L'écriture, elle, reste affaire de moments. Une parole, parfois une mélodie, parfois un instant. Comme cette chanson intitulée 11h30, née d'un réveil tardif où, au lieu de stresser pour ses obligations de la journée, il choisit de profiter du moment. « Il n'est qu'11h30, il n'y a pas de quoi se réveiller. » Une philosophie qui résume assez bien le personnage.
Un public américain… qui aime la langue française
Ils m'ont dit qu'ils apprenaient des mots en regardant les sous-titres
Surprise pour ceux qui imagineraient un public majoritairement français : à Los Angeles comme à New York, ses concerts attirent surtout des Américains. Mais des Américains qui ont découvert ses vidéos en français. « Beaucoup d'Américains adorent la langue. Ils m'ont dit qu'ils apprenaient des mots en regardant les sous-titres. » Mieux : certains de ses titres sont désormais utilisés par des professeurs de français comme support pédagogique. Un retour amusé : « Faut que je fasse plus attention à l'orthographe. »

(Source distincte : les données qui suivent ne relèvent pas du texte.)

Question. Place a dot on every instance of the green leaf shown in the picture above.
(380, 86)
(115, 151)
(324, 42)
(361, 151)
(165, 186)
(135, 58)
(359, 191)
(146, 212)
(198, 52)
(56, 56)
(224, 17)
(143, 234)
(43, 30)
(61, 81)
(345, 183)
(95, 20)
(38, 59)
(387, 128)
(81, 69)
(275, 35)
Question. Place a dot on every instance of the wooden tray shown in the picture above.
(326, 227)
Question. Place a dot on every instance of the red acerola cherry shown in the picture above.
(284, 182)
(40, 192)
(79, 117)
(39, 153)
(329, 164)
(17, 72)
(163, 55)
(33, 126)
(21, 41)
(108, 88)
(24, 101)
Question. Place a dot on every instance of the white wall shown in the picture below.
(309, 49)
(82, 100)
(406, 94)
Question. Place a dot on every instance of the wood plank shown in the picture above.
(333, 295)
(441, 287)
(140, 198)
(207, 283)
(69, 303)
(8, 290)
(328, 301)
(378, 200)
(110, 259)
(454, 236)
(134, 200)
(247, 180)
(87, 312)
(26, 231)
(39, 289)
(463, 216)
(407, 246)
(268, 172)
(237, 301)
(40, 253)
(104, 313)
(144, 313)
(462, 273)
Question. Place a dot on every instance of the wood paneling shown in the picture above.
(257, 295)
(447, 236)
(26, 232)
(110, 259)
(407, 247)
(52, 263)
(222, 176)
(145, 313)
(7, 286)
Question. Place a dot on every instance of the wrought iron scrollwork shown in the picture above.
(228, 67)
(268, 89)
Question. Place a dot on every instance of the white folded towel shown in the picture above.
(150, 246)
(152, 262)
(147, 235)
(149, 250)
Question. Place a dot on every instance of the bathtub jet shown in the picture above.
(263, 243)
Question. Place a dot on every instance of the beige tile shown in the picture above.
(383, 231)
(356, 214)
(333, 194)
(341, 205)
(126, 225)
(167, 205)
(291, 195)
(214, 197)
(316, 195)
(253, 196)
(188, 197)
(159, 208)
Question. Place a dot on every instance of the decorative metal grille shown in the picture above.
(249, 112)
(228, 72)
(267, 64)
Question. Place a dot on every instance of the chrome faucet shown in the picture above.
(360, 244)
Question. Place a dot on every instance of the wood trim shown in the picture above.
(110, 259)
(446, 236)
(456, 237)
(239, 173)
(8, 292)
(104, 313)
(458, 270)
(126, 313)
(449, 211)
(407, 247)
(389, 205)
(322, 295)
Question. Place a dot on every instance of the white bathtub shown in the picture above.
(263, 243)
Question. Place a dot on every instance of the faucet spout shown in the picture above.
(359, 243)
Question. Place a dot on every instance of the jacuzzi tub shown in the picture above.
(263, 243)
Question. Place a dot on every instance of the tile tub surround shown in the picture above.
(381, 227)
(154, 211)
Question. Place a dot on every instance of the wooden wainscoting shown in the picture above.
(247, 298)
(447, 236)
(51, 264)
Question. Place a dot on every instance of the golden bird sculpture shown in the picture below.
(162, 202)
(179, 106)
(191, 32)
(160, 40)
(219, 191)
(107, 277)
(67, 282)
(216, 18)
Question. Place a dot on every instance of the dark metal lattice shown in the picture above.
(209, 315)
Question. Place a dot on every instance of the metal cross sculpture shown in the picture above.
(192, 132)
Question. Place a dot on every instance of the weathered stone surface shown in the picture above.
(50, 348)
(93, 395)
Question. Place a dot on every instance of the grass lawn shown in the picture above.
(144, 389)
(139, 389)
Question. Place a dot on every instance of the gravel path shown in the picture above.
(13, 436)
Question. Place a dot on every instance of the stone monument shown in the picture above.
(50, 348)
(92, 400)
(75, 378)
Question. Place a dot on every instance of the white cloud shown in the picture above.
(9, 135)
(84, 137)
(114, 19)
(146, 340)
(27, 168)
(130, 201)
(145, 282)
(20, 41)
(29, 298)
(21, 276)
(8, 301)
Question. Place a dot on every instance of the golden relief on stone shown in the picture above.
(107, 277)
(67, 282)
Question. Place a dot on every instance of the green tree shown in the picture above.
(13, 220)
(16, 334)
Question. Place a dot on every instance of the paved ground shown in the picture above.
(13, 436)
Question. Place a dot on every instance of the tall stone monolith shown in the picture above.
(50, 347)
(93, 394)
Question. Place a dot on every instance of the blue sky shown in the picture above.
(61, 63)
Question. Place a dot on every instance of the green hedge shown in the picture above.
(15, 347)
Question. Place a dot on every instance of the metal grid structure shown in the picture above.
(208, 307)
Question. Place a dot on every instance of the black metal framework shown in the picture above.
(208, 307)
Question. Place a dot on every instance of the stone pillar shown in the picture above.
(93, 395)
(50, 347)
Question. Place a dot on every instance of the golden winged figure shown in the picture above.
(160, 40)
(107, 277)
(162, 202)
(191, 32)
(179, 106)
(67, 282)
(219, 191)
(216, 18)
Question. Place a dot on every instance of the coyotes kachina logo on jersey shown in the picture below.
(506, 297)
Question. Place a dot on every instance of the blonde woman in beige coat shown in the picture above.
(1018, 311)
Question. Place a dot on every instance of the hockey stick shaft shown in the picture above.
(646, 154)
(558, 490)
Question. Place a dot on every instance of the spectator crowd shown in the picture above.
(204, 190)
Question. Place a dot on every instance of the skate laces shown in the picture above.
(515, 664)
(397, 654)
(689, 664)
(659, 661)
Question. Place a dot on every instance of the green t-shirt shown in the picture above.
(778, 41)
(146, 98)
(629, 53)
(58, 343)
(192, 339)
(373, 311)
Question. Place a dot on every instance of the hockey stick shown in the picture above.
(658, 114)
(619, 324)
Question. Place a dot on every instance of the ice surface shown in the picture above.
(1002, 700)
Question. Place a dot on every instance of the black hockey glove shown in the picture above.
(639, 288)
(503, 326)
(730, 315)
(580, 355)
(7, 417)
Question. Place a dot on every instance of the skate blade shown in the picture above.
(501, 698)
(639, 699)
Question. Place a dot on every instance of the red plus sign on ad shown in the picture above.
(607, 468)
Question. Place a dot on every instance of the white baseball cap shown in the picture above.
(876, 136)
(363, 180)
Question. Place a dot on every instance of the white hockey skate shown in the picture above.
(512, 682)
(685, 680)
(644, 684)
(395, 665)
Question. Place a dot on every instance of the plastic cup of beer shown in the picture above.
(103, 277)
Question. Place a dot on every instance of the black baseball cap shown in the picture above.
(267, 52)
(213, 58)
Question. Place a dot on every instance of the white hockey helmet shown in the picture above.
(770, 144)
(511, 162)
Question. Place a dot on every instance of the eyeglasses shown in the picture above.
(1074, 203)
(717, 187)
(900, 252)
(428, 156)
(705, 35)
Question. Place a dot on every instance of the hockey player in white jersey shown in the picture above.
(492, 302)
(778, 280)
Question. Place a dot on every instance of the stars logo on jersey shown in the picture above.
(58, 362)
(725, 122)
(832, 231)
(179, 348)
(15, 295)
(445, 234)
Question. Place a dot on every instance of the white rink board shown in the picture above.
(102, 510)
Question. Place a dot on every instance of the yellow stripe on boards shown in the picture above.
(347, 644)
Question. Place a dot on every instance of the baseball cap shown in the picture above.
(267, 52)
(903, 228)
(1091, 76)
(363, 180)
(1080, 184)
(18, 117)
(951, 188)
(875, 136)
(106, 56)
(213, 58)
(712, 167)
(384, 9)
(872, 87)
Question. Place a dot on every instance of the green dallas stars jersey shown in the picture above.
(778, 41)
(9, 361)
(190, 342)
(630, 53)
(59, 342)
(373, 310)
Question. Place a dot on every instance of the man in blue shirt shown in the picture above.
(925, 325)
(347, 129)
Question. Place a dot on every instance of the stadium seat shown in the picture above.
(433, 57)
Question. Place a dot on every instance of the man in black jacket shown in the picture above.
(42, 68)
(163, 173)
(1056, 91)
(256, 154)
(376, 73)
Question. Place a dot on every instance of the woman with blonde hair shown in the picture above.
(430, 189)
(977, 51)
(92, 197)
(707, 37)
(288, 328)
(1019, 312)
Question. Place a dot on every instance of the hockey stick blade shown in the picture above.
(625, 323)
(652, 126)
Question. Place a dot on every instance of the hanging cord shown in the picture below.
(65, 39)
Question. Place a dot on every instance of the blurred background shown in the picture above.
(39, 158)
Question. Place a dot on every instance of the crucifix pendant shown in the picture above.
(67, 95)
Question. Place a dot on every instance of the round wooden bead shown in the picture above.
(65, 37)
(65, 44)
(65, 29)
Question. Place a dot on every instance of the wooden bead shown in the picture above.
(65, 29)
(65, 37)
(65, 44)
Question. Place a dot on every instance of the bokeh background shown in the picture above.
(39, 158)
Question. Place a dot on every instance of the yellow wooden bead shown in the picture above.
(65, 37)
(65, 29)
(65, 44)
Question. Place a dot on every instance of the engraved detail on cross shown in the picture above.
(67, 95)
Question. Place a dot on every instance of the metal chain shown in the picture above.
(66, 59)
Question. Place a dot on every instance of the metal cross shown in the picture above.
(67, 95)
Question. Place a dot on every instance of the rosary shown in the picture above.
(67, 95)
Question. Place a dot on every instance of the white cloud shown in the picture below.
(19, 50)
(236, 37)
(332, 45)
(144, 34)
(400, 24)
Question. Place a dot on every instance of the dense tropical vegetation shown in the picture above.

Au-delà des concerts, Greg cumule désormais une audience confortable sur les réseaux : près de 230 000 abonnés sur TikTok, environ 400 000 sur Instagram, plus de 158 000 auditeurs mensuels sur Spotify. Une présence qu'il revendique comme un outil, plus que comme une contrainte : « Au lieu de voir ça comme oppressant, il faut voir ça comme une opportunité gigantesque de partager sa musique avec un nombre potentiellement illimité de gens. »
La suite
L'album français sortira le 1er Mai, comme annoncé sur lesréseuax sociaux. Un album anglais est déjà en préparation — il continue d'écrire en parallèle avec Roby, plusieurs fois par semaine. Et l'horizon, pour ce jeune homme qui a commencé à 14 ans en postant sur YouTube des reprises de Justin Bieber et Shawn Mendes, semble s'élargir à mesure qu'il avance.
Talent rare, plume affirmée, présence scénique grandissante, audience déjà solide des deux côtés de l'Atlantique : tous les signaux sont au vert. Greg Gontier fait incontestablement partie de ces artistes à suivre de près — ceux dont on dit, quelques années plus tard, qu'on les écoutait avant tout le monde.
Reste une certitude : où qu'il aille, il restera ce Frenchman in America qui se sent american en France. Un entre-deux qu'il a transformé, à force de chansons, en signature artistique.